To his surprise, he found Gavin Murfin in front of the tunnels talking to one of the maintenance men, who he introduced as Sandy Norton.
‘Hey, Ben,’ said Murfin, ‘did you know you can still travel between Woodhead and Dunford Bridge by rail through one of these tunnels?’
‘Really?’
‘There’s a little railway line in this tunnel for maintenance work.’
‘It’s just a two-foot gauge,’ said Norton. ‘It’s the quickest way for the engineers to get access to the middle of the tunnel. They have a battery electric locomotive shedded here.’
‘My brother-in-law would be down here like a shot, if he knew,’ said Murfin. ‘He’s a big railway nut.’
‘Don’t tell me that,’ said Norton. ‘They’re always coming here, trying to find some way of getting in.’
Cooper drew Murfin aside. ‘What are you doing here, Gavin?’
‘I’ve been given an hour off jankers.’
‘How come?’
‘For some reason, Miss has gone to the PM.’
‘The Neil Granger postmortem?’
‘That’s right.’
‘But I didn’t think she was working on that enquiry. I mean – you are talking about Diane Fry, Gavin?’
‘’Course I am. Who else? We’re working on the Emma Renshaw case, but Diane is proper put out that she lost a witness before she could get to him. There’s no way she’s going to accept anybody else’s opinion about whether there’s a connection or not.’
‘She wants to prove it one way or the other for herself.’
‘Exactly.’
‘Well, I can understand that.’
‘S
o I’ve been catching up on some other enquiries at the office, and now I’m supposed to meet her at the Renshaws. I noticed the guys working down here and thought I’d take a look at the tunnels.’
‘The air shaft where Neil Granger was killed must lead down into here somewhere.’
‘I suppose so.’
Cooper turned back to the maintenance man.
‘I’ve just come down from Withens,’ he said. ‘Do you know it?’
‘Oh, yeah.’
‘Do you ever get the kids from the village hanging around down here?’
‘I know the ones you mean. They ride around here on their bikes sometimes. They’re a bit cheeky, but I’ve not had any real bother with them personally.’
‘What are the chances of anyone getting into the tunnels?’ said Cooper.
‘We never let anyone in,’ said Norton. ‘Safety reasons.’
Cooper could see the National Grid had been careful with their security. He stood in front of the 1950s tunnel and looked up at the top of the steel-mesh fencing. There wasn’t even enough of a gap for a small child to get through.
The reason for the security was obvious. The Longdendale Trail was right behind him. It ended at the old station platforms, and would be thronged with walkers and cyclists at the weekends, and in the summer. All kinds of people would get into the tunnels, if they could.

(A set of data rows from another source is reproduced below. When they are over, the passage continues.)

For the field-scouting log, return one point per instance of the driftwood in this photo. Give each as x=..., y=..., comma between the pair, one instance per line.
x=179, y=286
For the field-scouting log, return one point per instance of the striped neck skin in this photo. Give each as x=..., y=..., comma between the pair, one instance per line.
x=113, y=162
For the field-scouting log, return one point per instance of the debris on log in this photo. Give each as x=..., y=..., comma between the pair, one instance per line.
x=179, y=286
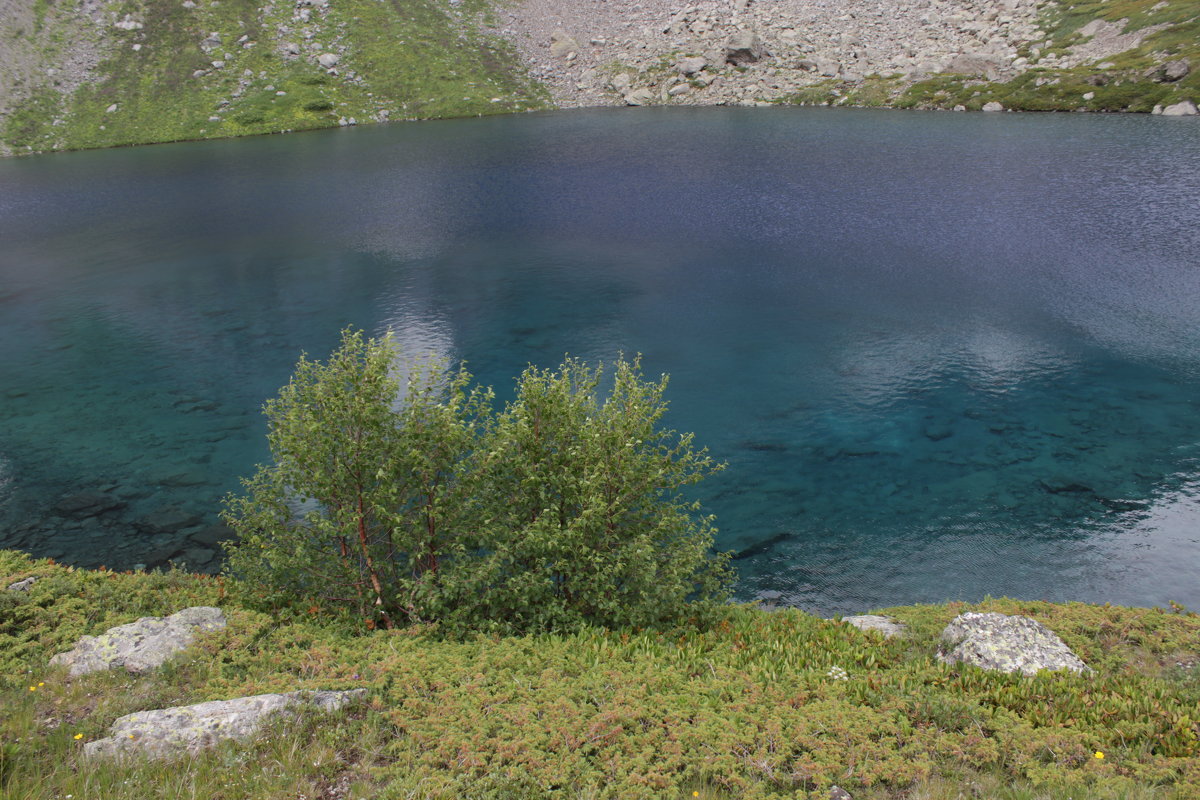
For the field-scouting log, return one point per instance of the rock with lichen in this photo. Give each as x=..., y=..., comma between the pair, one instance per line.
x=1005, y=643
x=142, y=645
x=162, y=733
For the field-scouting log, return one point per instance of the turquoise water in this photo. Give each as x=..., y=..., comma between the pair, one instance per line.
x=945, y=355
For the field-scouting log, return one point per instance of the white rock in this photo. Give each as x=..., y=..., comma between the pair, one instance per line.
x=141, y=645
x=1185, y=108
x=190, y=728
x=885, y=625
x=1006, y=644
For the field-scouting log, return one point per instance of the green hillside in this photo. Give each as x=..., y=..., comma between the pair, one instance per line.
x=757, y=705
x=210, y=68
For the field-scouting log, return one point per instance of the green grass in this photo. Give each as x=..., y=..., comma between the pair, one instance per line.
x=405, y=59
x=745, y=708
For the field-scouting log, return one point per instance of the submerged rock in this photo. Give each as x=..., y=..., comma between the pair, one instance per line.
x=189, y=728
x=142, y=645
x=1005, y=643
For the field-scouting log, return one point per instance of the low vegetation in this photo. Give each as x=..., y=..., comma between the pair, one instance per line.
x=751, y=704
x=418, y=59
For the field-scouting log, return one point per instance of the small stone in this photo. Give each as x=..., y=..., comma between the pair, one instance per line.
x=888, y=627
x=743, y=48
x=639, y=97
x=563, y=44
x=693, y=65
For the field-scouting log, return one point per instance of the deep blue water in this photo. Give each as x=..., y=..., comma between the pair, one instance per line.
x=945, y=355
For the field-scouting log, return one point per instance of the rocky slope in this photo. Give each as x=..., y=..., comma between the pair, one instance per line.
x=917, y=53
x=109, y=72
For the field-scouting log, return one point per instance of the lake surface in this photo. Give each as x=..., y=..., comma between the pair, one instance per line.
x=945, y=355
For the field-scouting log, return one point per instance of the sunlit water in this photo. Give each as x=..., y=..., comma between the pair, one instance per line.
x=945, y=355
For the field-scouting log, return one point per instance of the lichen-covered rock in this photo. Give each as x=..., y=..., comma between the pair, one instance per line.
x=162, y=733
x=141, y=645
x=1006, y=644
x=888, y=627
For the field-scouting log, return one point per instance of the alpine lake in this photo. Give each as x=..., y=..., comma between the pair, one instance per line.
x=943, y=355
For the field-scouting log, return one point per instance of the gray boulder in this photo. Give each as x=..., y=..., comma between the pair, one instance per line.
x=640, y=97
x=1006, y=644
x=744, y=47
x=975, y=65
x=1185, y=108
x=142, y=645
x=563, y=44
x=1171, y=71
x=693, y=65
x=189, y=728
x=888, y=627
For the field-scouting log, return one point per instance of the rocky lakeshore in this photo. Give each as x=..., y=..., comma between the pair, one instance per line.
x=101, y=74
x=834, y=53
x=142, y=683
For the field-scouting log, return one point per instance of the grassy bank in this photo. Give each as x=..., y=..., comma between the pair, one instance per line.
x=216, y=68
x=749, y=708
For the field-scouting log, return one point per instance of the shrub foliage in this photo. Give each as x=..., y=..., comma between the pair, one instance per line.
x=418, y=501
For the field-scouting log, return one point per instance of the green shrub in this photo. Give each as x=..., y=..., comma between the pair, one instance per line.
x=426, y=505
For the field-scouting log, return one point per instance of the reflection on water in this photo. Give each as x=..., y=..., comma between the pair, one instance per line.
x=945, y=356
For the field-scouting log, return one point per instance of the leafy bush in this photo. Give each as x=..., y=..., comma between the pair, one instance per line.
x=427, y=505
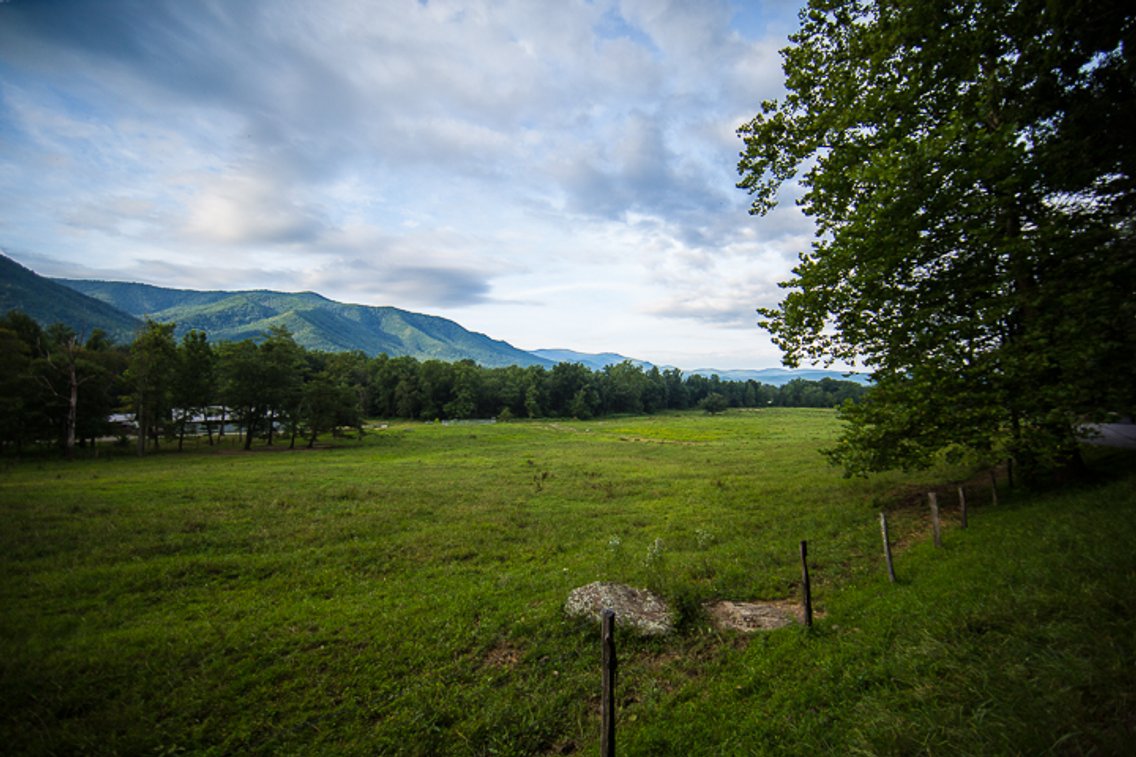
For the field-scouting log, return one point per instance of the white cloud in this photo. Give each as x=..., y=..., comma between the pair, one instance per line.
x=504, y=163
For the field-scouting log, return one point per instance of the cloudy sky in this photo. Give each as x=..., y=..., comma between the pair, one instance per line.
x=553, y=173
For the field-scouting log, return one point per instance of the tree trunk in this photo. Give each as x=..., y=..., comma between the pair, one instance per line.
x=72, y=412
x=140, y=421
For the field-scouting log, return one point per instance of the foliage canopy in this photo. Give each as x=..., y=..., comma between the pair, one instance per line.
x=970, y=168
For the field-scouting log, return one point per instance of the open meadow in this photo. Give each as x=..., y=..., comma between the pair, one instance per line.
x=403, y=593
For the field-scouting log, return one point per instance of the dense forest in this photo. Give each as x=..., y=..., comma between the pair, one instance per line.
x=57, y=388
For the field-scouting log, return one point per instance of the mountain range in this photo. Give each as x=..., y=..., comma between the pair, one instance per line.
x=316, y=323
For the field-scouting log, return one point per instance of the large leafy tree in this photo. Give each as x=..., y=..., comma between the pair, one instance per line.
x=149, y=376
x=970, y=168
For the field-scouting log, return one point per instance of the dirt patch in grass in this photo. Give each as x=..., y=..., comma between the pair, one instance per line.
x=504, y=655
x=749, y=617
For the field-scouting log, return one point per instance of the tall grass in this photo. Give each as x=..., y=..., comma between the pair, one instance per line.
x=402, y=593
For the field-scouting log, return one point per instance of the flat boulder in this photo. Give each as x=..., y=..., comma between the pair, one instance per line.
x=635, y=608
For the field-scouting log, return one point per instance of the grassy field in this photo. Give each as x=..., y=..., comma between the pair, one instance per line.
x=403, y=593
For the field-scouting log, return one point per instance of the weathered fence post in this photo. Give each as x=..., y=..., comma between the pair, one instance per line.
x=887, y=547
x=935, y=527
x=608, y=703
x=804, y=584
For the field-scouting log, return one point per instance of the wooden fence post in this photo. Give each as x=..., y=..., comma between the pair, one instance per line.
x=608, y=701
x=935, y=527
x=887, y=547
x=804, y=581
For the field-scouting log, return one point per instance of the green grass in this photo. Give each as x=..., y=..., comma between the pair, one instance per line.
x=403, y=592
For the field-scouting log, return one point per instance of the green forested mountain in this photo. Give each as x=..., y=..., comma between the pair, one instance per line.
x=316, y=322
x=48, y=302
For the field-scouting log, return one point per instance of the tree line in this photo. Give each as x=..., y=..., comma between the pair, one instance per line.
x=58, y=388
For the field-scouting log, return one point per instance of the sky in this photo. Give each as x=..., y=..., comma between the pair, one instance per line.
x=552, y=173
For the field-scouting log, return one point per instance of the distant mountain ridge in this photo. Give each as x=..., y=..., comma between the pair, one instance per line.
x=47, y=301
x=316, y=322
x=595, y=362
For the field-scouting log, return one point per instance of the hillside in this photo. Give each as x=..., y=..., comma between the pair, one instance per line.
x=782, y=376
x=48, y=302
x=315, y=321
x=595, y=362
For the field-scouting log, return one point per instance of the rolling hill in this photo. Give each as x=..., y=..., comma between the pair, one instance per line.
x=316, y=322
x=47, y=302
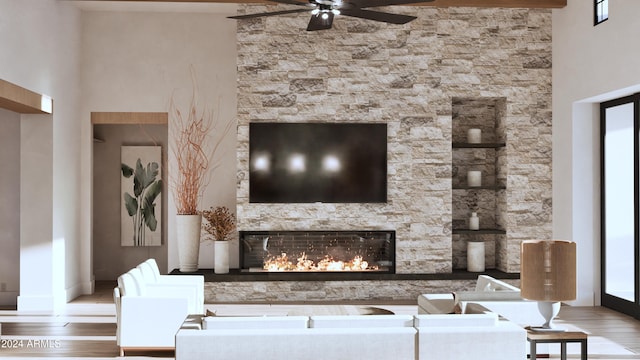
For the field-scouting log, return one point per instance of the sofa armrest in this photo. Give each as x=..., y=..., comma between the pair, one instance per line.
x=150, y=321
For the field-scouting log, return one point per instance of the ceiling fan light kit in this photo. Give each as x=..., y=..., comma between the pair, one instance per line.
x=324, y=11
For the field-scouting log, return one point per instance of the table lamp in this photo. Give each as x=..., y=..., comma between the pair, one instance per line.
x=548, y=275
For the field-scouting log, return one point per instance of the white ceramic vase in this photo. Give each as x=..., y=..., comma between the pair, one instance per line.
x=474, y=136
x=474, y=221
x=474, y=178
x=188, y=239
x=221, y=257
x=475, y=256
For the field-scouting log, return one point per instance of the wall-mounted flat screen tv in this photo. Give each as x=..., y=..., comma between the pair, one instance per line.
x=317, y=162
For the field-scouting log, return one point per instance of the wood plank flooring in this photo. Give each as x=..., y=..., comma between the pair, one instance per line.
x=86, y=328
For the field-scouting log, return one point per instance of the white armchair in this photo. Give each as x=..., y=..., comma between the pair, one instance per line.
x=146, y=319
x=191, y=286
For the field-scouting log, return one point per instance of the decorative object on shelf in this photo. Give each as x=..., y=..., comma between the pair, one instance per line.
x=474, y=221
x=548, y=275
x=220, y=224
x=140, y=166
x=474, y=178
x=474, y=136
x=475, y=256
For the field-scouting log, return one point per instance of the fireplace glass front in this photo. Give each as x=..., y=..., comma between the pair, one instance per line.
x=317, y=251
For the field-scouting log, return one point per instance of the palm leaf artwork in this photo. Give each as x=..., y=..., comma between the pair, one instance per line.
x=140, y=204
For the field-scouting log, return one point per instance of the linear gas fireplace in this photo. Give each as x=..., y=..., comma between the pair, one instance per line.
x=317, y=251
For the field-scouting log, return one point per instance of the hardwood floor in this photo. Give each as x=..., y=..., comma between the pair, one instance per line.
x=86, y=328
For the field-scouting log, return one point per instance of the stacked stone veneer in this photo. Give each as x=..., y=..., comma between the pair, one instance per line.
x=406, y=76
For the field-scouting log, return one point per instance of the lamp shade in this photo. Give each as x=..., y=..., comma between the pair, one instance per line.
x=548, y=270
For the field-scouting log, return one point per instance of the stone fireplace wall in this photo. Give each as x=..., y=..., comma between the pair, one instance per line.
x=405, y=76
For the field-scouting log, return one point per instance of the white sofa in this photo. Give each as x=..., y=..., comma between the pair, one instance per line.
x=191, y=286
x=469, y=336
x=495, y=295
x=273, y=338
x=149, y=313
x=347, y=337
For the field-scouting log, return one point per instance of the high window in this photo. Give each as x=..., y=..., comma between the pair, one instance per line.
x=601, y=11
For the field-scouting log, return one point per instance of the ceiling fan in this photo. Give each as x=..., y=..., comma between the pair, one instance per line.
x=323, y=11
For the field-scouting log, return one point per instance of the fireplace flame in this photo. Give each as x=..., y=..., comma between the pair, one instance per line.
x=282, y=263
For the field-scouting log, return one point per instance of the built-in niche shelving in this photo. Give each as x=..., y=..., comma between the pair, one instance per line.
x=488, y=157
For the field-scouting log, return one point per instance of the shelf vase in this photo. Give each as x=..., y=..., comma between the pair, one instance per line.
x=221, y=257
x=474, y=178
x=475, y=256
x=474, y=221
x=474, y=136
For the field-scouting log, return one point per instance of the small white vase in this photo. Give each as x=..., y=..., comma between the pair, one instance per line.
x=221, y=257
x=188, y=239
x=474, y=221
x=475, y=256
x=474, y=136
x=474, y=178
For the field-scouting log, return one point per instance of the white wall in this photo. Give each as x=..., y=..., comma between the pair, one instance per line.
x=40, y=52
x=136, y=60
x=590, y=64
x=9, y=206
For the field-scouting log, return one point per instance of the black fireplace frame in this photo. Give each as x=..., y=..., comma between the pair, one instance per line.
x=390, y=248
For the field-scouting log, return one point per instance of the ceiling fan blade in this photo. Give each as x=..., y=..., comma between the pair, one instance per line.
x=283, y=12
x=293, y=2
x=378, y=16
x=374, y=3
x=318, y=22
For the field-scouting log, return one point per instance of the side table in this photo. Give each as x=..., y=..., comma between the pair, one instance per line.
x=562, y=337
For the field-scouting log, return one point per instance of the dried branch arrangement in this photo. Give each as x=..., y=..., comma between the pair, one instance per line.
x=192, y=158
x=193, y=150
x=220, y=222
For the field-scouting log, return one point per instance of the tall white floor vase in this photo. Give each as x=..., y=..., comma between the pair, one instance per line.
x=188, y=237
x=475, y=256
x=221, y=259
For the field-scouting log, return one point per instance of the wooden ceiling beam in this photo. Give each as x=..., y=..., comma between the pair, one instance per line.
x=555, y=4
x=23, y=101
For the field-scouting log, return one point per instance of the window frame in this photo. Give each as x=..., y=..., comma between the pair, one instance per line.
x=597, y=5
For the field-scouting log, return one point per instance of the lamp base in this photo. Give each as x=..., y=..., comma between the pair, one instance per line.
x=548, y=310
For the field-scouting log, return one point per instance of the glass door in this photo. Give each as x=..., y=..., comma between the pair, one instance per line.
x=619, y=132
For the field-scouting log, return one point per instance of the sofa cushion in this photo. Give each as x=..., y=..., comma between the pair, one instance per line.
x=360, y=321
x=255, y=322
x=127, y=285
x=454, y=320
x=437, y=303
x=488, y=283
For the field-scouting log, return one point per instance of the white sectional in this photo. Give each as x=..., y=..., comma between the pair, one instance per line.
x=149, y=313
x=192, y=286
x=441, y=337
x=275, y=338
x=469, y=336
x=496, y=295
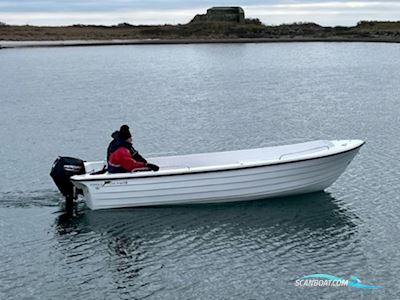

The surface of the trail had been created by pouring smooth sand over the line of the railway tracks. The sand probably made the going quite difficult when it was wet – in fact, Cooper thought it would be a trail to avoid in bad weather, because it was so open to the elements. A few yards away, in the middle of the trail, lay a dead hare. The skin of its head had been eaten down to the skull, and long, black insects were swarming around its throat, where a wound had been inflicted by a larger animal.
Norton followed his gaze. ‘Rats are getting a big problem,’ he said. ‘Especially in this middle tunnel.’
‘But it isn’t used for anything now, is it?’
‘Not at all. Not for a long time.’
‘I can see that rats must have thrived in the tunnels when they were being built. With a lot of workmen around, there must have been a plentiful food supply.’